Por: Luis Carvajal Basto
Antes del estatuto orgánico, que hizo posible la Constitución del 91, las formas de corrupción en la ciudad se relacionaban con auxilios, concejales que cogobernaban las empresas públicas y utilización de terrenos no aptos por parte de urbanizadores piratas que recogían votos y plata de familias pobres. Eran los “dueños de Bogotá”.
La cosa ha cambiado, pero no tanto. Los carruseles se refieren a los contratos, sin embargo atrás de ellos se ha configurado un engranaje que no es difícil describir, por lo conocido: ¿Alguien creerá que tanta corruptela se ha podido desarrollar a espaldas de los organismos de control? Sí estos resultan de ternas votadas en el concejo, se abre el camino para el intercambio ilegal de favores, característica primaria del clientelismo y la corrupción.
El asunto se ha complicado en cuanto los partidos no actúan como tales. Sus miembros en cargos de representación son, con notables y contadas excepciones, ruedas sueltas. Las Leyes de bancada siempre permiten singularidades y con frecuencia se ha esgrimido como argumento último la objeción de conciencia. Eso explica la manera en que miembros de la U y otros Partidos, en teoría opositores, han participado en la coalición que gobierna a Bogotá.
Si los Partidos ajustan los controles siempre existe la posibilidad de transfuguismo. Los microempresarios electorales se buscan otro Partido. Los dirigentes de mayor talla, como lo hacen con frecuencia los ex alcaldes, los crean ahorrándose la controversia, el control interno y de opinión. Tal es el caso de Peñalosa y Garzón, ex Liberal, ex comunista, ex polo, ahora verdes, o lo contrario, como el ex concejal y precandidato Luna, ex Peñalosa y ahora Liberal.
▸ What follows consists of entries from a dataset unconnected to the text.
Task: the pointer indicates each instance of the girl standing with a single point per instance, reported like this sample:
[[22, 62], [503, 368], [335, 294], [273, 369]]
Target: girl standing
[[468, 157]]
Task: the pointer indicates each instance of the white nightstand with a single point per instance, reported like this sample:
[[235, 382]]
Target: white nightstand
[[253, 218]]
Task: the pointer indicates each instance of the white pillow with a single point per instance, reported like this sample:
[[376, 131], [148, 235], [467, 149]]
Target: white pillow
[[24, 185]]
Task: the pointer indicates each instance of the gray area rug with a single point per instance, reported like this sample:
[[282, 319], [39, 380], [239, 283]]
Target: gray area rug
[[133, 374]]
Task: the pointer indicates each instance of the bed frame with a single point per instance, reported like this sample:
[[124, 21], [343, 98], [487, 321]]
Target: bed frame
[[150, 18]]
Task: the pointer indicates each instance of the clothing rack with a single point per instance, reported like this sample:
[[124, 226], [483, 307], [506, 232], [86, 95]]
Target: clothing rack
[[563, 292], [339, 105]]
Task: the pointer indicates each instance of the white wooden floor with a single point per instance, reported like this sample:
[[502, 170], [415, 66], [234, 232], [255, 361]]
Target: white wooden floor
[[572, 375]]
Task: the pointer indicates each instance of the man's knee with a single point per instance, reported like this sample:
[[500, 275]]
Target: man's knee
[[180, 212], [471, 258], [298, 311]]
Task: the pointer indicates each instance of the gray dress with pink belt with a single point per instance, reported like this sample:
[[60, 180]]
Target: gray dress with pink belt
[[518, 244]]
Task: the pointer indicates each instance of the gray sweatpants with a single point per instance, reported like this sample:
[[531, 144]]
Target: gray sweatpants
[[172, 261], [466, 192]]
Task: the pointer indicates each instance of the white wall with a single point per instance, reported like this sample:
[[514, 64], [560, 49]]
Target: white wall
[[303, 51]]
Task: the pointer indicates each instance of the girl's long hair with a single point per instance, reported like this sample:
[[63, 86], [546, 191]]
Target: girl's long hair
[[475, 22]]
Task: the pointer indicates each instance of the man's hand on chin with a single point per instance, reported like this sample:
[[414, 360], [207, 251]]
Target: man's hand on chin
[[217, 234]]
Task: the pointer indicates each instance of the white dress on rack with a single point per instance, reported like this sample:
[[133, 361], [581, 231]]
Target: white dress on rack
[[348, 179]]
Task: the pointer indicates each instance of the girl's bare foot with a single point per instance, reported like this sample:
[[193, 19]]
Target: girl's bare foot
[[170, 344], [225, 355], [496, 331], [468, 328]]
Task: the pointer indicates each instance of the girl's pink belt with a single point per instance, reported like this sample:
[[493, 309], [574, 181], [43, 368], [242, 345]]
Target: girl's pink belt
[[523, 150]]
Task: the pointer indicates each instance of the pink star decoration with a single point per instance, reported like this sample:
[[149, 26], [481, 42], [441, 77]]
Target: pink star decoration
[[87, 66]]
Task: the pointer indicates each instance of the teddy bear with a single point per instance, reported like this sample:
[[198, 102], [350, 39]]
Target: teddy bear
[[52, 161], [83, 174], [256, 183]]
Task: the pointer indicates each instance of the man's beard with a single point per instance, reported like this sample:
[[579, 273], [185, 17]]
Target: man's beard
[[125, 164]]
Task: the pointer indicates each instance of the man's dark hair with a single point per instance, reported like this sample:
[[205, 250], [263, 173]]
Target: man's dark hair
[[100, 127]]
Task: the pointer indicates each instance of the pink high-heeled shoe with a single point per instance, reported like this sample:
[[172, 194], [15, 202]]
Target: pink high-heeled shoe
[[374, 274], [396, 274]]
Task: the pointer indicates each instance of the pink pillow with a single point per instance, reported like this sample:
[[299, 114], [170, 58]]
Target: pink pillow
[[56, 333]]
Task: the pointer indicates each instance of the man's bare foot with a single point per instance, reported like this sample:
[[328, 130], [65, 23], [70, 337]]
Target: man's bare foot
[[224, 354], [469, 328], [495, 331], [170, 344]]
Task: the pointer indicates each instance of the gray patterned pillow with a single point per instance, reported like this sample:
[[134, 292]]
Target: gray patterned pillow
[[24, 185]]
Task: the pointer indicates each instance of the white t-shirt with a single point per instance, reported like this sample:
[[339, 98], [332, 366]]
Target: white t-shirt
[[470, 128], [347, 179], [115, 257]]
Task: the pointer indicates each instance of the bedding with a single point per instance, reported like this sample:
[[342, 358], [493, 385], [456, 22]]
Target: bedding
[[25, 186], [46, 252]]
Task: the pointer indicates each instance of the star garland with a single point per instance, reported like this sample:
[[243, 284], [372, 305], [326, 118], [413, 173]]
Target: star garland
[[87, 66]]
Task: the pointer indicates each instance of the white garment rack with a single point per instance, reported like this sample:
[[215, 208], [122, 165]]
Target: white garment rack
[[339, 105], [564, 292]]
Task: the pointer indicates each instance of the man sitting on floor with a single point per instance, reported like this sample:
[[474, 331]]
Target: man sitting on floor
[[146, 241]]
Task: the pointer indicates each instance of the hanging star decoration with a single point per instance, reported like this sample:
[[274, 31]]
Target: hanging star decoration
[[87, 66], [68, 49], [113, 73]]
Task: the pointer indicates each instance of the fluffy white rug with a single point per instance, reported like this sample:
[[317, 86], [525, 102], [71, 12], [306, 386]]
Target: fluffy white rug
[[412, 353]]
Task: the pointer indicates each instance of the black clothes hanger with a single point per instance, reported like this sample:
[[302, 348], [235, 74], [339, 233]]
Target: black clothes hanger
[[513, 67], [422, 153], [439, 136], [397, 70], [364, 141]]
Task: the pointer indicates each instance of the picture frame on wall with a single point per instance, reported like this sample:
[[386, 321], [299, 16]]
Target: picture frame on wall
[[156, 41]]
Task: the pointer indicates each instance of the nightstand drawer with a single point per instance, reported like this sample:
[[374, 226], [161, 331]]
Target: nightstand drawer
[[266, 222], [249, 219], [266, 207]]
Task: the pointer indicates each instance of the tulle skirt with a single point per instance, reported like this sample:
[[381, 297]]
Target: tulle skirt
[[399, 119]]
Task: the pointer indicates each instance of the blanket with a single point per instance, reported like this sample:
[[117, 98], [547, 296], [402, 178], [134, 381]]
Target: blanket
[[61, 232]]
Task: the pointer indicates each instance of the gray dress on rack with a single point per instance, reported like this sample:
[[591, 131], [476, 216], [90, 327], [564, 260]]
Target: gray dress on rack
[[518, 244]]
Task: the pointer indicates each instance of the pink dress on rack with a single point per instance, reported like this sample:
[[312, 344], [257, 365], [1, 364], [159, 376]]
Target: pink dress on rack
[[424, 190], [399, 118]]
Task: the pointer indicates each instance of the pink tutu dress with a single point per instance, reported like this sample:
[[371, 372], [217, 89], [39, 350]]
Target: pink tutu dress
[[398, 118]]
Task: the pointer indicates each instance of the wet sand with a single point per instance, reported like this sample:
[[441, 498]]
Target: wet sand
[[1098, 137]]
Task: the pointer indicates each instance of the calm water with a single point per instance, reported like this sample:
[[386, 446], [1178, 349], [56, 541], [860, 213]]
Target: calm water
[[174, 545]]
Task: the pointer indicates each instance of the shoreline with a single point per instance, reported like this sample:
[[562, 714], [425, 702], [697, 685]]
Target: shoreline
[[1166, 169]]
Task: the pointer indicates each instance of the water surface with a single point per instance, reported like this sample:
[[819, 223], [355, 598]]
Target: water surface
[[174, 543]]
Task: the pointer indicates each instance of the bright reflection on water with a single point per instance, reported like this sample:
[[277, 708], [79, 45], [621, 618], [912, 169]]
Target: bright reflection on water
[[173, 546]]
Lo que nadie puede creer, a pesar de los notables errores y posibles delitos en la actual administración de Bogotá, es que solo desde 2.008 se inventó el actual modelo de corrupción popularmente conocido como “carrusel”. Denuncias llegadas a los medios, que deben ser constatadas por las autoridades, muestran como los Nule tuvieron continuidad en contratos en las administraciones Mockus y Garzón, por ejemplo.
Como se observa, ahora los “dueños” de Bogotá son otros y la corrupción que nos preocupaba en 1992 ha mutado pero no desaparecido. Bogotá requiere ahora de una nueva reforma Institucional que otorgue más herramientas a la participación y veeduría ciudadanas, profundice la descentralización y mediante la cual personero y contralor sean elegidos por voto popular y no por coaliciones de concejales como ocurre actualmente. A ver si los Bogotanos del común son más dueños, por fin, de su ciudad.